Unveiling the non-Abelian statistics of $D(S_3)$ anyons via photonic simulation

TL;DR

This work demonstrates a photonic simulation of $D(S_3)$ non-Abelian anyons using a minimal qudit encoding, showing that a single qutrit suffices to capture the core fusion and braiding of the $G$ anyon via ribbon operators. By implementing non-unitary ribbon operations with high fidelity in a photonic platform, the authors realize both $F^G_{\rho_0}$ and its products $F^G_{\rho_1}F^G_{\rho_2}$ and $F^G_{\rho_2}F^G_{\rho_1}$, and verify the resulting non-Abelian statistics through quantum process tomography. The experiments achieve process fidelities around 94–98% and purities above 94%, showcasing the viability of photonic non-unitary operations for simulating topological anyons. The work also outlines scalable avenues to larger lattices or alternative platforms and discusses potential integration with Hamiltonian-based fault tolerance for future quantum information processing.

Abstract

Simulators can realise novel phenomena by separating them from the complexities of a full physical implementation. Here we put forward a scheme that can simulate the exotic statistics of $D(S_3)$ non-Abelian anyons with minimal resources.

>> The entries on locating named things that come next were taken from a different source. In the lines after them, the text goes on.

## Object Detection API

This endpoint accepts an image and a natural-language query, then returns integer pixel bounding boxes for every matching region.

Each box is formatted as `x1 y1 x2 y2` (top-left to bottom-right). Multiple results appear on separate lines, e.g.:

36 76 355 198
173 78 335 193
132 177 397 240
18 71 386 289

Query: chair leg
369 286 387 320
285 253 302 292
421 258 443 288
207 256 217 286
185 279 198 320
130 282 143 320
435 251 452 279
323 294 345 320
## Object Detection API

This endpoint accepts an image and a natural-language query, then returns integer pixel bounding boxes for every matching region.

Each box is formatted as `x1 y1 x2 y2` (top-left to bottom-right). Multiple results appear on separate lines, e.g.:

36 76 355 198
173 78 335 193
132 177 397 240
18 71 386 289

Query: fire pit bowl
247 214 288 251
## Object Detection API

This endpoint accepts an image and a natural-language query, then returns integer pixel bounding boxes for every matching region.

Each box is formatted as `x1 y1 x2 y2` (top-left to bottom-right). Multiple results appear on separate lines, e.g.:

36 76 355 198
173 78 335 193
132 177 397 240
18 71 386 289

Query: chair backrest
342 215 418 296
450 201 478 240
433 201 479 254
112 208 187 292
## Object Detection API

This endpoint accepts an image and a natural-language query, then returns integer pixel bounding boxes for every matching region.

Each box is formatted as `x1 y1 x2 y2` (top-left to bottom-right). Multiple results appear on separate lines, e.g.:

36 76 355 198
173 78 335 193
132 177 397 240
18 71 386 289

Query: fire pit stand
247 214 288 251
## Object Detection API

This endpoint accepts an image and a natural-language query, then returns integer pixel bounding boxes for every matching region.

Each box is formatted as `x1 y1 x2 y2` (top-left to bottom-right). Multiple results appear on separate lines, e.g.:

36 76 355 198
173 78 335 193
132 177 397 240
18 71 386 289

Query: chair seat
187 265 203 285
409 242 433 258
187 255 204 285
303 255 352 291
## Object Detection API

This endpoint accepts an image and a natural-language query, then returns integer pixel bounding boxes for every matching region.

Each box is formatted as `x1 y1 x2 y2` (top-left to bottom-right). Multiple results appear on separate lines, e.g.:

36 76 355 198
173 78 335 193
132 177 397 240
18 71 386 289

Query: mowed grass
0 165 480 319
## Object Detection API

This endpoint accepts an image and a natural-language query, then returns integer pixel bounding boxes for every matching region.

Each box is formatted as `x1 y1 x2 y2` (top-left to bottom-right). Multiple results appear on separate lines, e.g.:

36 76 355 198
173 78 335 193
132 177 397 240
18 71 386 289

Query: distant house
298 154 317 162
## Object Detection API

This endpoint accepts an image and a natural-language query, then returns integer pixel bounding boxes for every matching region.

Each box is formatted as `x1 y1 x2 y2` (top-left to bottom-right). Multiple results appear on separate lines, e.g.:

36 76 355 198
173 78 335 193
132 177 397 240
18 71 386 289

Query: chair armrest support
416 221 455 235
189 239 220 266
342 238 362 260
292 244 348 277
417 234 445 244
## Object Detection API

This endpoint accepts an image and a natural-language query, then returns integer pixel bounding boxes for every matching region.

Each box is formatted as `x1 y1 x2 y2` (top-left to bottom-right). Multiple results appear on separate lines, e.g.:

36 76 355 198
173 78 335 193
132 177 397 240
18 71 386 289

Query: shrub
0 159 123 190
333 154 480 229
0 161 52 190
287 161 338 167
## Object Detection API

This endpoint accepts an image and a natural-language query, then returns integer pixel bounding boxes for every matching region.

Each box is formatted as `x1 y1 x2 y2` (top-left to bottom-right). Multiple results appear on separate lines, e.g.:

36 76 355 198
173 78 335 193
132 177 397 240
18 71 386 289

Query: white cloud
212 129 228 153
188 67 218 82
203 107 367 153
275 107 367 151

The qudit lattice representation of this planar code supports local encoding of $D(S_3)$ anyons. As a proof-of-principle demonstration we employ a photonic simulator to encode a single qutrit and manipulate it to perform the fusion and braiding properties of non-Abelian $D(S_3)$ anyons. The photonic technology allows us to perform the required non-unitary operations with much higher fidelity than what can be achieved with current quantum computers. Our approach can be directly generalised to larger systems or to different anyonic models, thus enabling advances in the exploration of quantum error correction and fundamental physics alike.

Figures (3)

• Figure 1: Ribbon operators of $G$ anyons. (a) A dual triangle $\tau$ has support on link $e_\tau$ and creates excitations at $p_1$ and $p_2$ plaquettes. (b) A direct operator $\tau'$ has support on link $e_{\tau'}$ and create excitations at $v_1$ and $v_2$ vertices. (c,d) Compositions of dual and direct triangles give rise to ribbon operators $\rho$. Anyonic excitations of ribbon operators are dyons (dotted ovals) that are positioned at the endpoint plaquettes and vertices. (e) We define the elementary ribbon $\rho_0$ where both dual and direct triangles have support on the same link $e_0$.
• Figure 2: (a) Experimental Setup. A coherent light source (810 nm) is incident on a phase-only spatial light modulator ($\text{SLM}_1$) and then coupled into a 2 m-long graded-index (GRIN) multi-mode fiber (MMF) with core diameter $50~\mu m$. The output of the MMF is incident on $\text{SLM}_2$ followed by a CCD camera. The combination of a high-dimensional mode mixer (MMF) sandwiched between two phase planes ($\text{SLM}_1$ and $\text{SLM}_2$) serves as a programmable optical circuit that can encode any non-unitary operations as shown in goel2022inverse. Additionally, $\text{SLM}_2$ is used for performing projective measurements required for quantum process tomography (QPT) to check the fidelity of the implemented transformations $\mathbf{T} \in \{F^G_{\rho_0}, F^G_{\rho_1}F^G_{\rho_2}, F^G_{\rho_2}F^G_{\rho_1}\}$. (b) Qutrit Encoding. Images showing three-dimensional photonic transverse-spatial modes in the macro-pixel basis (M0) generated by $\text{SLM}_1$. Modes from all mutually unbiased bases (M1, M2, M3) of the three-dimensional macro-pixel basis are also shown, which are used for performing QPT.
• Figure 3: Experimentally Measured Operators. We obtain the leading Kraus operator from the tomographed process (top row) and the Choi state representation for each operator $F^G_{\rho_0}$ , $F^G_{\rho_1} F^G_{\rho_2}$ and $F_{\rho_2}^G F_{\rho_1}^G$ (bottom row) (see Supplementary Material). Insets show theoretically expected results in each plot. $|A|$ corresponds to the maximum amplitude for a given plot and respective inset.